Mutual Funds for the Utterly Confused: Low-cost Mediocrity
Because I am a fan of mutual funds, and this blog discusses not only their overall benefit but their shortcomings as well, the attacks on these unique investment tools has me concerned. Stock pickers would have you believe that owning mutual funds is mediocre at best, offering paltry returns as compared to their “actively” traded counterpart the Exchange Traded Fund and the much more actively traded individual stock.
The naysayers suggest that your returns will not be what you expected. And they say this because they understand what you expected? Hardly. Nassim Nicholas Taleb, author of the Black Swan was on CNBC the other day. He explained that key to his wealth was the preservation of it in cash. As a trader, he suggested that his clients also stay in cash, committing two-thirds of their wealth to this investment. He remains a wealthy man because of it but does not shove the notion down anyone’s throat. Unlike the active stock traders, he rests on his record, mediocrity and all. It should be noted, that he keeps the other third of his portfolio invested more actively, the part he is willing to sacrifice to the risk of the unforeseen.
Many traders would have you avoid mutual funds for the same reasons, offering you a very interesting road to travel. Many would have you bail on funds, which in terms of expenses is still far less than a broker, and buy ETFs (essentially index funds that you can buy and sell - incurring transaction costs at both ends) and while you are it, buy some stocks.
But this is much easier said than done. Individual traders must first learn to control their impulsive natures, which has most investors buying on the way up and selling on the way down, the way they look at returns in terms of taxes-owed, trading costs and whether you beat an index or not, and even more importantly fully understanding and come to grips with the fact that what you are doing as you build your model portfolio, is, in essence, a very expensive and time consuming personal mutual fund with only one investor (no one to be accountable to but yourself).
Throwing stones at mutual funds as an investment is easy. Mutual funds have had a rough go of it, as have all investment tools. But as a cornerstone of most retirement portfolios, it is far less expensive and provides greater stability than attempting to beat the markets. After last year, the future of any comparison by anyone, individual investor or fund manager to any index will be suspect.
Most will point out your returns as the try and persuade you to get out from under the diversification umbrella that funds offer.
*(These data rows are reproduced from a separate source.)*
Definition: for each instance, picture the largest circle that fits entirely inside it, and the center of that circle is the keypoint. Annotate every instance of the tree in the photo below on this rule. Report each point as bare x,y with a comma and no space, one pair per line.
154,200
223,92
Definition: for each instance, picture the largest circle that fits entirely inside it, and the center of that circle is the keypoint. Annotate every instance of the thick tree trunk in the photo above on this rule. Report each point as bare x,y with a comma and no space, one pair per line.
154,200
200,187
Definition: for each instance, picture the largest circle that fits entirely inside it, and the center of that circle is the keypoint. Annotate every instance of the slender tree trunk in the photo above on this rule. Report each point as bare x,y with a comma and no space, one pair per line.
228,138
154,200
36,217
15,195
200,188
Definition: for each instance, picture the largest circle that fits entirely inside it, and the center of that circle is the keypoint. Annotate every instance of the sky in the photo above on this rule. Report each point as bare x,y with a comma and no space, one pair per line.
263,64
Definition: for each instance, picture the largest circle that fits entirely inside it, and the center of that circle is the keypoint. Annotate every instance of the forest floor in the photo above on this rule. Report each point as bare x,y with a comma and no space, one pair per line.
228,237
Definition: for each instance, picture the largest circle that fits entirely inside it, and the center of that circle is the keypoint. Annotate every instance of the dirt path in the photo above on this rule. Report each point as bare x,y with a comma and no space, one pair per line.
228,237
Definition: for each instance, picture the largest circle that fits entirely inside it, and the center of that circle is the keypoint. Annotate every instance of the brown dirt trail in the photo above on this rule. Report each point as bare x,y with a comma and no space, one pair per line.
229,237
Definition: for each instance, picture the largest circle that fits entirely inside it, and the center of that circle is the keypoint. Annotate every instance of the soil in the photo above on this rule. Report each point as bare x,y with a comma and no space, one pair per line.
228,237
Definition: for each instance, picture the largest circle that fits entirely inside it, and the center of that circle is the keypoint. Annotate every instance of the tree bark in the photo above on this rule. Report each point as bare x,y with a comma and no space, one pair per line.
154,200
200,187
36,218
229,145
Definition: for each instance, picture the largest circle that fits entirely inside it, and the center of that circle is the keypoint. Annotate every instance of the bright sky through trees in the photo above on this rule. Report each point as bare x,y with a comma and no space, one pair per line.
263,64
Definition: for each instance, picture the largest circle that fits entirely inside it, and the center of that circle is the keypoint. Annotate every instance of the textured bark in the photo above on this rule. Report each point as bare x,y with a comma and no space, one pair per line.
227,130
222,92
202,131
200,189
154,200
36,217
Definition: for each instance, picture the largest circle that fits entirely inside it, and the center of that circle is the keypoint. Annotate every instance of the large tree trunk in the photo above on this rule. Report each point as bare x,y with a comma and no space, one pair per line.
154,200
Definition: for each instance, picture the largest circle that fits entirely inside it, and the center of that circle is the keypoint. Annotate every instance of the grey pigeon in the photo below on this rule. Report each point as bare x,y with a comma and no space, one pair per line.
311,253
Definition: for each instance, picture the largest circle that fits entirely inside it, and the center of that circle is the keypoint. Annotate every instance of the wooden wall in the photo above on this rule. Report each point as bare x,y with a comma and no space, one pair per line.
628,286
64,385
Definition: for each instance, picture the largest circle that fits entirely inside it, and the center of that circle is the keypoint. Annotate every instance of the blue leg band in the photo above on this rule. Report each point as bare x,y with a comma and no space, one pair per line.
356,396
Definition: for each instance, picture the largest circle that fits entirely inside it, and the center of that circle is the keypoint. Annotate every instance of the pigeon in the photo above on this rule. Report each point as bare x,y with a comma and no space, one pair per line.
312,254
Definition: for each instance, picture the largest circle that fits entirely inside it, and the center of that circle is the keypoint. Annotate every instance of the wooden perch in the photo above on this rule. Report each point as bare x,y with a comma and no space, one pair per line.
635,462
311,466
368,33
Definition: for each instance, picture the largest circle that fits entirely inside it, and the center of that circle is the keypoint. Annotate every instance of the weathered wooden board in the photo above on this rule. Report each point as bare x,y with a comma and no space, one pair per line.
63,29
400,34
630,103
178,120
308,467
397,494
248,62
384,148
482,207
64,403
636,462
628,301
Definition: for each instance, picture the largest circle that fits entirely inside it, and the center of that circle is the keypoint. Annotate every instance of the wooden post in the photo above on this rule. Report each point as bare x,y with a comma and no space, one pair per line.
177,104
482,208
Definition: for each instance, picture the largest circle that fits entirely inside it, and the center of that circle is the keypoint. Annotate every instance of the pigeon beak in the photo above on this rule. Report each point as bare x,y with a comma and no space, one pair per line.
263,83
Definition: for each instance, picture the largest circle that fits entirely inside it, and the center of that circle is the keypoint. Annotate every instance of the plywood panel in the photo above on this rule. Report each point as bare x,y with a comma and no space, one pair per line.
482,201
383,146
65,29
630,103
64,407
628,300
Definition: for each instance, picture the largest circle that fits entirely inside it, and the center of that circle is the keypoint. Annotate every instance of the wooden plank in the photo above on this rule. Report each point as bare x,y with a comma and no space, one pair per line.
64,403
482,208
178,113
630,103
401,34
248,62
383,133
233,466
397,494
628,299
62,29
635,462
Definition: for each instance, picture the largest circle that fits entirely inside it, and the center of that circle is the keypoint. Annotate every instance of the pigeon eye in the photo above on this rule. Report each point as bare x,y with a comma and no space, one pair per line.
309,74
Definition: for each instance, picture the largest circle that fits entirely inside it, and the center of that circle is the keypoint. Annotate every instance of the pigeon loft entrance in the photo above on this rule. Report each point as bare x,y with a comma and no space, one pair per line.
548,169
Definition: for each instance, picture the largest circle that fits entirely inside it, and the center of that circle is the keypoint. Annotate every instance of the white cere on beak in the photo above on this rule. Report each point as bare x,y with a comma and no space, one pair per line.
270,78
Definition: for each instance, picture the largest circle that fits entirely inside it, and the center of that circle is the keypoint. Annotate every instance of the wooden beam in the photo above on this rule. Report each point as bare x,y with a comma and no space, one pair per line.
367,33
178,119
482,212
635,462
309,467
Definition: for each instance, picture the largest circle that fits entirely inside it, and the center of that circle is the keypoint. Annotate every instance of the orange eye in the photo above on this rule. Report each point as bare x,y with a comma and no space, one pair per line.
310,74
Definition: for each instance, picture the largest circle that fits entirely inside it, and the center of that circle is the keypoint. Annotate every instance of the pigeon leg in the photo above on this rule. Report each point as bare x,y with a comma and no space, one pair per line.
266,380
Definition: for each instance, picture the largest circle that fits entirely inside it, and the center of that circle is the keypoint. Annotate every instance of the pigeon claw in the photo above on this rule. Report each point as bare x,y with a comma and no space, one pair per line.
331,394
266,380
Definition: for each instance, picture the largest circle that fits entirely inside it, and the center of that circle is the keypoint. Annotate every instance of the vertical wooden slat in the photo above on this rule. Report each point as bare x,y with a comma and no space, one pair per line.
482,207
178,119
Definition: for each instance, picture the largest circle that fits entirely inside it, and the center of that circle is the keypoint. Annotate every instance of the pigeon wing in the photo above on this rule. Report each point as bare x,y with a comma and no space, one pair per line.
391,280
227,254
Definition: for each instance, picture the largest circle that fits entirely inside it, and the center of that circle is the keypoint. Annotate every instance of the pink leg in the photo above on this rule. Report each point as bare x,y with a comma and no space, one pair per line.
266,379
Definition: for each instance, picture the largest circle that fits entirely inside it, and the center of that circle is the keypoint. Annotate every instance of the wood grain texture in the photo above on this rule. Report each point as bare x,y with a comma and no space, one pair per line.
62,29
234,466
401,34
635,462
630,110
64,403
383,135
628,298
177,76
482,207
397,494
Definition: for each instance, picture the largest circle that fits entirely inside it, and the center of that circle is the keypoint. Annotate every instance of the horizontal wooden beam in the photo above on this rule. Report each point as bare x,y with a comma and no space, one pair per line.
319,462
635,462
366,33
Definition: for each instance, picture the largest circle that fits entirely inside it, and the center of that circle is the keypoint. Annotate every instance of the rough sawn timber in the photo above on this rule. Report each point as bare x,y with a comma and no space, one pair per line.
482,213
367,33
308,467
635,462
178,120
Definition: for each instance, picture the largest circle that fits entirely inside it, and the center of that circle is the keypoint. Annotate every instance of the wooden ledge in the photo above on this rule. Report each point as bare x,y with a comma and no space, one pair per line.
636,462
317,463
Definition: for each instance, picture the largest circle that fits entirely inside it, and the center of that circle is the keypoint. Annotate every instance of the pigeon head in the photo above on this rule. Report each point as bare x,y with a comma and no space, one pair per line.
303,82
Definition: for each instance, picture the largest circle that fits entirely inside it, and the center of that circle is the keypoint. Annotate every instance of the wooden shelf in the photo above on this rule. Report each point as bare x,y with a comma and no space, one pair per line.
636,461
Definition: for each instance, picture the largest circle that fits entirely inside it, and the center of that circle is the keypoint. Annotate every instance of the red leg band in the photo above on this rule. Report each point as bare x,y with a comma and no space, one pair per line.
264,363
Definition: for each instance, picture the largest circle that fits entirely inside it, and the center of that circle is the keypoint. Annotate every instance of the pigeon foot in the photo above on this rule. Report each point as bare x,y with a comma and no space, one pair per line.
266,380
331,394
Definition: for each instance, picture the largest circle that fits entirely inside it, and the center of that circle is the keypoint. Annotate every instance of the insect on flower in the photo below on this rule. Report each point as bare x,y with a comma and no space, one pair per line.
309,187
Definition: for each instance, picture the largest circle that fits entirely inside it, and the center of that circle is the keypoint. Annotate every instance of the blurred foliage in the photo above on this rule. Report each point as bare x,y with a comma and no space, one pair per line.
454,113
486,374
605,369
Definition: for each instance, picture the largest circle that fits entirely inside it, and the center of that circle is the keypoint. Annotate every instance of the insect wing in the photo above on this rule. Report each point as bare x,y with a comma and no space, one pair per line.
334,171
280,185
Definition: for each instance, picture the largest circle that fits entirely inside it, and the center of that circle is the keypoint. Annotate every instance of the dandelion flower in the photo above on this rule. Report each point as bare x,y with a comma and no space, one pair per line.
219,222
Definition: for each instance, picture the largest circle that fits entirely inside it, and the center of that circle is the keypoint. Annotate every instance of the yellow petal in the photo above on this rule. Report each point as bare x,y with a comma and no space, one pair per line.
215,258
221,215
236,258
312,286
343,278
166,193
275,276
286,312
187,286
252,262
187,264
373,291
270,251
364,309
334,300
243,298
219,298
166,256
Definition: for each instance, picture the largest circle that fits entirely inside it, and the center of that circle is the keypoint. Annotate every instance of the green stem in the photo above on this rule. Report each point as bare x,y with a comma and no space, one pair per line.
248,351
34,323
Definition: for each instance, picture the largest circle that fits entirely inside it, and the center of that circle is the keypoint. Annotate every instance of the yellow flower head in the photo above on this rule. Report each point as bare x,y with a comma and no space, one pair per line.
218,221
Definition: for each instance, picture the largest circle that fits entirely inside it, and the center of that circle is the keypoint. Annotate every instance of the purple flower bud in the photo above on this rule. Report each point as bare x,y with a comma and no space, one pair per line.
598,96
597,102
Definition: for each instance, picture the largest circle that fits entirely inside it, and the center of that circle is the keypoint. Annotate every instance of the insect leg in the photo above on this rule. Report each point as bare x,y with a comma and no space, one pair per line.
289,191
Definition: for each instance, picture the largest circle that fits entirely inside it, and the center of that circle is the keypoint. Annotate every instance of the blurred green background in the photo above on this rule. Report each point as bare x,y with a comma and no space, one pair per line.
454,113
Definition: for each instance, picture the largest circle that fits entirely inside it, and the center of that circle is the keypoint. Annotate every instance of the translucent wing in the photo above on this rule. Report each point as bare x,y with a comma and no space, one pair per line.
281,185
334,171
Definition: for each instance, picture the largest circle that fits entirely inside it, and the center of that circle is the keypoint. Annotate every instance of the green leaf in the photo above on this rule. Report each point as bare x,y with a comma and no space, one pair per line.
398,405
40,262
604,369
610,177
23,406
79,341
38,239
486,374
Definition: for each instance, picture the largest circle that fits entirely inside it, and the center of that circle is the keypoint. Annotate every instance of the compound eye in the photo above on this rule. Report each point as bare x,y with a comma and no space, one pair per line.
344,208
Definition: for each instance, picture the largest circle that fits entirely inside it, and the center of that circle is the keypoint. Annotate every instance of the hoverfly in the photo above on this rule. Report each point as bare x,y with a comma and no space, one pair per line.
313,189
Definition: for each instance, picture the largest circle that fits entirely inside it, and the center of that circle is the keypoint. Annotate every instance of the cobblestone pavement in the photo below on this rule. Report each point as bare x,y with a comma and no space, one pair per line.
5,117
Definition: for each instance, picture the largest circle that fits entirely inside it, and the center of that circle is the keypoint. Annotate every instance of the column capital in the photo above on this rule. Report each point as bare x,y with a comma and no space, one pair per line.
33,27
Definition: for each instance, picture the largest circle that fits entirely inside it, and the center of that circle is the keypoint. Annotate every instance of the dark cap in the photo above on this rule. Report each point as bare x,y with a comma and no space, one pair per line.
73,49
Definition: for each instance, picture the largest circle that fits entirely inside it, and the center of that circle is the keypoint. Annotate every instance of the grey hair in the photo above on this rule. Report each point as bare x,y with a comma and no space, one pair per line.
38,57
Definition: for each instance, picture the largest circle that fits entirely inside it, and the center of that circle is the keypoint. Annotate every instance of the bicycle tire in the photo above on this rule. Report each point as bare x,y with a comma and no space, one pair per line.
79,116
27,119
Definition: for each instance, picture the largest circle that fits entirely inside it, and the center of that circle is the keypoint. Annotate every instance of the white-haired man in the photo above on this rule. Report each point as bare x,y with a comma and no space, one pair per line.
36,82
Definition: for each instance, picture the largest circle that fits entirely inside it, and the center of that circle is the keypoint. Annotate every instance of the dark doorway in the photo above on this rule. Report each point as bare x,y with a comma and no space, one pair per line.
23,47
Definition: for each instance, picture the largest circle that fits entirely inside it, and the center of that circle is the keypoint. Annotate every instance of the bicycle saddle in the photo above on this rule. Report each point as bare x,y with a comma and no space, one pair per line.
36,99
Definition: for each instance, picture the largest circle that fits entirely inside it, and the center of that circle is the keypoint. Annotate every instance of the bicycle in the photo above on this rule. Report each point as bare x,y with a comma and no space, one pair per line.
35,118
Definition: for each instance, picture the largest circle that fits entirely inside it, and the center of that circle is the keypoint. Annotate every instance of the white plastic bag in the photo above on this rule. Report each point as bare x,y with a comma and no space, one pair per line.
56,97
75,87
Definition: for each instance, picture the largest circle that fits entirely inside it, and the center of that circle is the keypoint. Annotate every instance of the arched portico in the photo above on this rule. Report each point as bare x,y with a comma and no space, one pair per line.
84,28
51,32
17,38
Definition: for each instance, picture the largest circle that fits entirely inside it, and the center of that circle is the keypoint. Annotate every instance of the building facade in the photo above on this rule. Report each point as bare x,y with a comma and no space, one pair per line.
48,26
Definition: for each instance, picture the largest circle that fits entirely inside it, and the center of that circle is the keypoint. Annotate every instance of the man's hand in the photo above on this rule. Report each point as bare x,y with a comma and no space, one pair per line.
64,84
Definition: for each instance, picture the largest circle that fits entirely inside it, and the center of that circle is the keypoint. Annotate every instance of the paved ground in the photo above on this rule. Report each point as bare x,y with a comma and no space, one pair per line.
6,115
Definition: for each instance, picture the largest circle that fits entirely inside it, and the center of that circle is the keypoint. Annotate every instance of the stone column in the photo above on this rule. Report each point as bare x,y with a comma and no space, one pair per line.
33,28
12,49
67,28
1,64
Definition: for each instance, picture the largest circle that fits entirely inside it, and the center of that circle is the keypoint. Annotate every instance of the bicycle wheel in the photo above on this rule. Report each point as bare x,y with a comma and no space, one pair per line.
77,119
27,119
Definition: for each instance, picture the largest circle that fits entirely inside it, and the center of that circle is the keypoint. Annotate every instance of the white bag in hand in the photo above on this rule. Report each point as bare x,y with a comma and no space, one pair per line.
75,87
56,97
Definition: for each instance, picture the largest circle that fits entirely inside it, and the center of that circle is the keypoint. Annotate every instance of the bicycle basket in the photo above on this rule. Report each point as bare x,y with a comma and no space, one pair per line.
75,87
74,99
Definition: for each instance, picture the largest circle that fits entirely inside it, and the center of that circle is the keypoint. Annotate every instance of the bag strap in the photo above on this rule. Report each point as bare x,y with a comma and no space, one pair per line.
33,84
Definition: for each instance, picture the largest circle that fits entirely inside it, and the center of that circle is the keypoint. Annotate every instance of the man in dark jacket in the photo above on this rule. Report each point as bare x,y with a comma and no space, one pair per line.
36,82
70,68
Yes, you would have done better in cash - the most mediocre of all investments, but you would have beat the market handily had you done that - and had you used 35% of what you had left to invest to “play the markets for more control and the opportunity to make money”, you would still have more or less broken even.
Is mediocre the new wealth? Probably. Will it generate great wealth? Probably not. But it would certainly be almost fee-free, risk-free and worry-free. And that surely has a calculable cost.